Il fit le tour de la table des yeux. Il était évident que, malgré tout, ils étaient encore décidés à faire affaire avec lui. Nul ne savait pourquoi, mais c'était ainsi.

– Évidement, déclara Zac, on ne te laissera pas rester avec nous si tu ne nous prouves pas être capable de nous payer.

Dark le fixa avec de grands yeux.

– Votre stratégie de négociation m'a l'air plutôt bancale ! En plus d'attendre que mon offre soit retirée avant de l'accepter, vous avez le culot de rajouter une condition ! Est-ce vraiment comme ça que vous menez vos affaires, capitaine Hawk ?

Il soupira, puis leur sourit narquoisement. Ils savaient d'avance qu'ils n'allaient pas aimer ce qu'ils allaient entendre.

– Je ne sais pas... Après tout, vous m'avez profondément blessé quand vous avez refusé... Et puis, je pensais que vous ne croyez pas à mon histoire ?

– Et c'est toujours le cas, intervint Théo. Cependant, si tu peux effectivement nous payer, rien ne nous empêche de t'emmener avec nous. On peut aussi en profiter pour chercher du travail à effectuer en plus...

Dark pencha sa tête en arrière et commença à réfléchir.
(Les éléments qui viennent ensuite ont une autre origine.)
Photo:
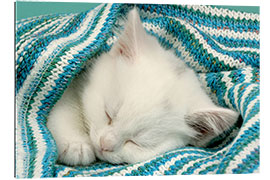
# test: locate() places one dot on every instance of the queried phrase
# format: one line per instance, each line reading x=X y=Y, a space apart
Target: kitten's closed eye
x=131 y=141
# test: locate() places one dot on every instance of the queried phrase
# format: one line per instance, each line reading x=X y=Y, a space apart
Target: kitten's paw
x=76 y=153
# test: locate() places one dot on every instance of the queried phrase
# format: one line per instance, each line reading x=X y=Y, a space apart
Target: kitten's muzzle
x=107 y=143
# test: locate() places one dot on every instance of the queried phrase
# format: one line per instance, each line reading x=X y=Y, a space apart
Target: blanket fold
x=221 y=45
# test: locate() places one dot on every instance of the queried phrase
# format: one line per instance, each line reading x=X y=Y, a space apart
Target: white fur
x=146 y=91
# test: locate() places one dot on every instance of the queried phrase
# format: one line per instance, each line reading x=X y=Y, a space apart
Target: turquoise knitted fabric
x=221 y=45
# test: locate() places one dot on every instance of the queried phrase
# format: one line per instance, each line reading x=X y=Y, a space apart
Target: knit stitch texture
x=221 y=45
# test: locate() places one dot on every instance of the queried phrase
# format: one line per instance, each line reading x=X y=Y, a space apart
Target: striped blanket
x=221 y=45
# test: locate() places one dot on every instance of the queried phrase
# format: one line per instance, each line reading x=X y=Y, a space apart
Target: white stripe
x=30 y=38
x=245 y=95
x=228 y=33
x=212 y=31
x=246 y=49
x=245 y=127
x=96 y=171
x=235 y=92
x=204 y=166
x=135 y=166
x=250 y=106
x=224 y=12
x=238 y=159
x=228 y=85
x=204 y=83
x=176 y=44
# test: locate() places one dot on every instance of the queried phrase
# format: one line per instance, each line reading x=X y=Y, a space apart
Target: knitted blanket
x=221 y=45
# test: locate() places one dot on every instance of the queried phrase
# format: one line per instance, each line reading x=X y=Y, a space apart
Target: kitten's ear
x=210 y=123
x=131 y=39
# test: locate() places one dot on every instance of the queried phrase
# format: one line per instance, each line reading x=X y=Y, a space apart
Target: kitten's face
x=130 y=101
x=127 y=100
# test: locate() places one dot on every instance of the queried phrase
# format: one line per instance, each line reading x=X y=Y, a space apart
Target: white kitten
x=137 y=101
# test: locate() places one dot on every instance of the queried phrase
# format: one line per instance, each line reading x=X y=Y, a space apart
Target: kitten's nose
x=107 y=143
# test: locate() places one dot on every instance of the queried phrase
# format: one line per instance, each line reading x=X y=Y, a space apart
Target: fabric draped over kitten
x=137 y=101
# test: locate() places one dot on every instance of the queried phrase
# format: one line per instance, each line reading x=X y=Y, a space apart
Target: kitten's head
x=130 y=101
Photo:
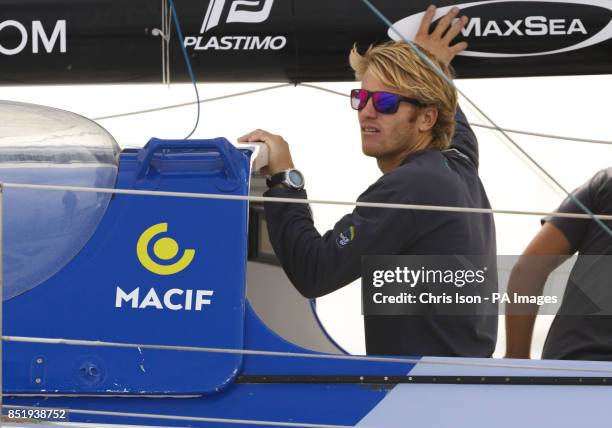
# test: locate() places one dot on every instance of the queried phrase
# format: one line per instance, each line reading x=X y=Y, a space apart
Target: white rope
x=604 y=217
x=206 y=100
x=479 y=125
x=439 y=362
x=185 y=418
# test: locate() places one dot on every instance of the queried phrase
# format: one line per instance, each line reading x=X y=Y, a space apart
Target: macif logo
x=240 y=11
x=174 y=299
x=164 y=249
x=519 y=28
Il avait déjà abandonné l'idée de faire le voyage avec l'équipage à ses côtés, mais il considérait cependant qu'il avait plus à perdre en refusant leur aide qu'en continuant sa quête avec eux. Il décida donc que c'était le bon moment pour lui de se divertir un peu, à sa manière. Leur réaction lui permettra de prendre une décision adaptée.
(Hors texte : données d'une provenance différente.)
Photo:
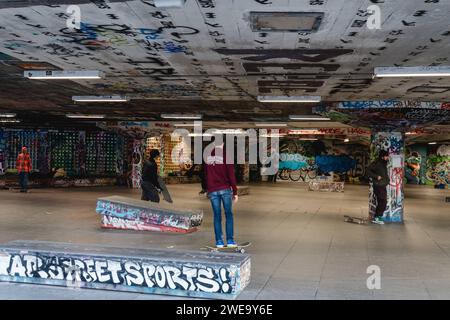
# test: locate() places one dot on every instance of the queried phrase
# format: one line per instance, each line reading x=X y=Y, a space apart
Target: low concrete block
x=326 y=186
x=128 y=213
x=155 y=271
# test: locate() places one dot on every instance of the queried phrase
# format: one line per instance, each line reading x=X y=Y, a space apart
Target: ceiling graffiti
x=215 y=57
x=150 y=52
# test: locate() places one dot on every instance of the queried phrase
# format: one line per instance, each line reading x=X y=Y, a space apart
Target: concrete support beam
x=394 y=143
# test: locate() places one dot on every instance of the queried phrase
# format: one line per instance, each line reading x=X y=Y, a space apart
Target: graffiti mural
x=392 y=142
x=137 y=158
x=147 y=271
x=140 y=215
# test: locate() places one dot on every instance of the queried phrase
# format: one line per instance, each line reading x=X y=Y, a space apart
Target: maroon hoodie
x=219 y=175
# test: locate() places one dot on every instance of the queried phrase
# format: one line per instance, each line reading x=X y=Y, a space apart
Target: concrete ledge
x=326 y=186
x=128 y=213
x=155 y=271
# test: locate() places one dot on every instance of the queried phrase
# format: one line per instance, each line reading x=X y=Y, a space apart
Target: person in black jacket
x=378 y=173
x=149 y=183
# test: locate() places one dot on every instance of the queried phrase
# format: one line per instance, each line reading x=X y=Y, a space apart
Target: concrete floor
x=302 y=248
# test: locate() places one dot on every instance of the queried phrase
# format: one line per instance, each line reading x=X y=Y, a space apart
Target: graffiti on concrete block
x=120 y=272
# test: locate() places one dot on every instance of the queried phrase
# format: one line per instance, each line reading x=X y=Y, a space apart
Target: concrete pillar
x=138 y=157
x=394 y=143
x=246 y=173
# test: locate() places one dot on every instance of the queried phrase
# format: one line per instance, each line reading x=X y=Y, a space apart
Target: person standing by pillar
x=23 y=165
x=149 y=181
x=378 y=173
x=221 y=185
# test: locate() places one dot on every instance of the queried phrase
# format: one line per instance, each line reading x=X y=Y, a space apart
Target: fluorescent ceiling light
x=181 y=116
x=425 y=71
x=100 y=99
x=270 y=124
x=60 y=75
x=229 y=131
x=7 y=115
x=308 y=118
x=199 y=135
x=289 y=99
x=184 y=124
x=10 y=120
x=86 y=116
x=169 y=3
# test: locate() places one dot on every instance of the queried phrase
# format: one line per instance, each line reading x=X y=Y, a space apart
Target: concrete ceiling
x=206 y=58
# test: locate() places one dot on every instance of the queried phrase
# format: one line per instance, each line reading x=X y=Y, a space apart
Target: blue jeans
x=23 y=177
x=217 y=198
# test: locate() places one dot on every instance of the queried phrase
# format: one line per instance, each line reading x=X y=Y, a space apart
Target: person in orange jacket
x=23 y=165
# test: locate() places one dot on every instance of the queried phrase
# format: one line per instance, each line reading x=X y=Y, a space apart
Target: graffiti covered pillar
x=393 y=142
x=138 y=155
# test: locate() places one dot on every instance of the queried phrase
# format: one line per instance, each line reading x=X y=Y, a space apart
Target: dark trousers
x=23 y=180
x=381 y=195
x=149 y=192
– Je vois... Non seulement vous ne me prenez pas au sérieux, mais en plus, vous ne vous investirez pas dans ce travail que je vous propose... dit il en réfléchissant. Alors là, franchement, à moins de me supplier à genoux, je ne vois pas pourquoi je devrais reconsidérer mon offre !

– Espèce de sale... commença Snipe.

– Pourquoi nous l'avoir demandé en premier lieu ?
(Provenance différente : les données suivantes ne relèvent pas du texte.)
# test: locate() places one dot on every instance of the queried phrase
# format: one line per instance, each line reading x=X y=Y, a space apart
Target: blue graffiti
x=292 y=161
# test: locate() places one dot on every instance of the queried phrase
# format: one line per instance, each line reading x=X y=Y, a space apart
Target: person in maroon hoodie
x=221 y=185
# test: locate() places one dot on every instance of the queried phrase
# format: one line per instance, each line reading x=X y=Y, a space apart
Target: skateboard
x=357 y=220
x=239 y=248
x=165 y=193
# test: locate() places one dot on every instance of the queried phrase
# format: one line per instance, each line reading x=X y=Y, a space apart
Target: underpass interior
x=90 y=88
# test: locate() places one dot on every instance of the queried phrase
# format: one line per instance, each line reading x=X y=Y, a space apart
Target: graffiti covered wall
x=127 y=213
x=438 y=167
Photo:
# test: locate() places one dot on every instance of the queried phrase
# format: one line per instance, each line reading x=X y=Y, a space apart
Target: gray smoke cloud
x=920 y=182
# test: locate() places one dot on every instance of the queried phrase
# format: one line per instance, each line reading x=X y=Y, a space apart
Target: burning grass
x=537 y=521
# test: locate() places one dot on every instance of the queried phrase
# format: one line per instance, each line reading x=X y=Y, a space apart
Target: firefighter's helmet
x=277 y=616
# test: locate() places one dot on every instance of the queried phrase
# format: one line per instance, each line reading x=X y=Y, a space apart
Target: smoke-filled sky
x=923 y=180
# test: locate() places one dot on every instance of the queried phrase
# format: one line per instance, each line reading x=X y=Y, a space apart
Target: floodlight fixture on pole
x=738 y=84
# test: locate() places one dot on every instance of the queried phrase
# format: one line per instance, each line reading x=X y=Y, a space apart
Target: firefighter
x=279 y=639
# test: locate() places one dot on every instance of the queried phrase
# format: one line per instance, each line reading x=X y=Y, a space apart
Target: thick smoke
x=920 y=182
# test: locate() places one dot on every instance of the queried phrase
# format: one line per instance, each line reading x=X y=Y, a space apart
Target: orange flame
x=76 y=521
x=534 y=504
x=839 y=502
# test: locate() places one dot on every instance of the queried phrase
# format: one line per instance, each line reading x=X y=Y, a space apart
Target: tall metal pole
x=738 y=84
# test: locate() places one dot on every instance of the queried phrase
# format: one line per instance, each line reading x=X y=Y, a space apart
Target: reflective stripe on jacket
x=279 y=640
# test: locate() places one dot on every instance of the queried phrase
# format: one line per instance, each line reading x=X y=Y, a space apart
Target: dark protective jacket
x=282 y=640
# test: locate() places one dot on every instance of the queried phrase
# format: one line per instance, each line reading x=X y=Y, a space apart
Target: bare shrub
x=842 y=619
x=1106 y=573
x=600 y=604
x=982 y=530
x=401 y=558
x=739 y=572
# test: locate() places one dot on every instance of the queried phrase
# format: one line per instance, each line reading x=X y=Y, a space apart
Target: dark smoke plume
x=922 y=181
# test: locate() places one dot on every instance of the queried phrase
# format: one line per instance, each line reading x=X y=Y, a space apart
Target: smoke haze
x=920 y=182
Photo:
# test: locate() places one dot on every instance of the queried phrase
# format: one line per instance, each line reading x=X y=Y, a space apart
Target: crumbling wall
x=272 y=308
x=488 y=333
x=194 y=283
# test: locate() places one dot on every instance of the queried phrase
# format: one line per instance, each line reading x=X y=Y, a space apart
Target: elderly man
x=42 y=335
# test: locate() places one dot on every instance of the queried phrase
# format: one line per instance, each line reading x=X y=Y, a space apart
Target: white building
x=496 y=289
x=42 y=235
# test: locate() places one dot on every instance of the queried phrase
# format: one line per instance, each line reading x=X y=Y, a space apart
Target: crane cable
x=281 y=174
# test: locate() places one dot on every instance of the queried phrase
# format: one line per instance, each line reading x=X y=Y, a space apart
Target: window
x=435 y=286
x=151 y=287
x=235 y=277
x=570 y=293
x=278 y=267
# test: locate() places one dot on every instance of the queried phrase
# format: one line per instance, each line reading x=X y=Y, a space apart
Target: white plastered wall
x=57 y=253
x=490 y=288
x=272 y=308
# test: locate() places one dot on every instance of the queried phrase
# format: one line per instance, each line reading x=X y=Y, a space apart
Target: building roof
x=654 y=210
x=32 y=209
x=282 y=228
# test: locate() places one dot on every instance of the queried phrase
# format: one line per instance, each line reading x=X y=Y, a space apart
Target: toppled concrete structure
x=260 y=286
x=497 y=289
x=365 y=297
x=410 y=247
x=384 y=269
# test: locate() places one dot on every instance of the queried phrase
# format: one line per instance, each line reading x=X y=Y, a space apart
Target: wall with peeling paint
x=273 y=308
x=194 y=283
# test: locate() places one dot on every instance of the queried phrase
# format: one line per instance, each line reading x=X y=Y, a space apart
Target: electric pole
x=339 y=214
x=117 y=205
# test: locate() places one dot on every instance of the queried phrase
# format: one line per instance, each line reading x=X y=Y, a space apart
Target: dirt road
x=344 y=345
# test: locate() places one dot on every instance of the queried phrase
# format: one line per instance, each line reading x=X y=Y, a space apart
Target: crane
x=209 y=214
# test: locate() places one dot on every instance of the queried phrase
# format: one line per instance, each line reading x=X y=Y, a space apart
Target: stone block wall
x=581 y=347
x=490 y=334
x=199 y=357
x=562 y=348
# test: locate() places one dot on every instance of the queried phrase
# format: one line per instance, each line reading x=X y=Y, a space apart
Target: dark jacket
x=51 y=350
Tout le monde se tourna vers Mélodie. Dark lui adressa un regard surpris, car elle venait de dire quelque chose qu'il n'avait pas envisagé.

– Je te demande pourquoi tu nous as proposé ce boulot... répéta-t-elle en le transperçant de ses yeux d'acier. Je t'ai vu te battre, tu peux te débrouiller seul. Tu ne devrais pas avoir de mal à te tirer des diverses situations dans lesquelles tu te mettras car, même si tu veux nous faire croire le contraire, tu es plutôt malin. Alors pourquoi est-ce qu'un type capable de s'en sortir seul dans ce monde voudrait demander de l'aide à des mercenaires dont il ne sait rien ? C'est insensé ! Sauf si tu ne nous dis pas tout...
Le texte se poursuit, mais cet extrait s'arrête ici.